La nature au service de l'économie ou plutôt la nature, c'est de l'argent!

source :  www.moimessouliers.com
Toutes les formes de vie sur terre sont importantes et nous rendent d’énormes services. Elles nous fournissent, entre autres, de la nourriture, de l’énergie et des médicaments qui sont nécessaires à notre bien-être et à notre développement. La multitude d’interrelations qui existent entre les animaux, les végétaux, les autres organismes vivants, l’eau, la terre et les minéraux, par exemple, et qui sont bénéfiques pour l’homme, constituent ce que les experts appellent les services écologiques.

Mais il n’est pas nécessaire d’être un expert pour comprendre que, même dans une ville, qui est un écosystème tout comme la forêt, la mer ou une ferme, ce sont les espaces verts, les boisés urbains, les toits verts ou les jardins communautaires qui rendent notre vie urbaine plus agréable et plus confortable. Un parc dans une ville permet de tempérer le climat de manière locale et il offre un espace de jeu aux enfants. Voilà deux services écologiques rendus par un simple petit parc : un service de régulation du climat local et un service socioculturel.

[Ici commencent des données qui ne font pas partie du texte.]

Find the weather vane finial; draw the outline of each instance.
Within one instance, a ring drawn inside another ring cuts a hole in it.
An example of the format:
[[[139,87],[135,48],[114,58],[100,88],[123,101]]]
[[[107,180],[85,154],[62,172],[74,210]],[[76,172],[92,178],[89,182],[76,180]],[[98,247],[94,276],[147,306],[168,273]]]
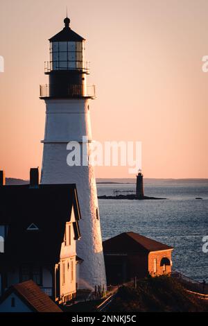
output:
[[[70,24],[70,19],[68,18],[68,7],[67,6],[67,17],[64,20],[64,24],[65,24],[65,28],[69,28],[69,24]]]

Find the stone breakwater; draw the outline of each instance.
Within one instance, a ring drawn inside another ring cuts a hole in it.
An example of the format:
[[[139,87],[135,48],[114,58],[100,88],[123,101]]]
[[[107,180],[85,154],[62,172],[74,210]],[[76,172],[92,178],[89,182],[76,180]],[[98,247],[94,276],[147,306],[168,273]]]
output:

Bien que leur nombre varie selon les auteurs, il y aurait une quarantaine de types de services écologiques, regroupés en quatre catégories : les services de régulation, les services d’approvisionnement, les services socioculturels et les services ontogéniques (qui contribuent au développement de l’individu).

Les services de régulation
Ces services concernent la capacité des écosystèmes à se maintenir dans des conditions propices à la vie humaine et à contrôler certains phénomènes dangereux. Dans cette catégorie se trouve, par exemple, la capacité des milieux humides à contrôler les crues et à purifier les eaux. Les tourbières du Québec qui, en captant le carbone, aident à régulariser le climat global et à éviter les changements climatiques. Les alliés naturels comme les coccinelles rendent aussi des services de régulation aux agriculteurs et aux forestiers en aidant à réduire les populations de certains ravageurs.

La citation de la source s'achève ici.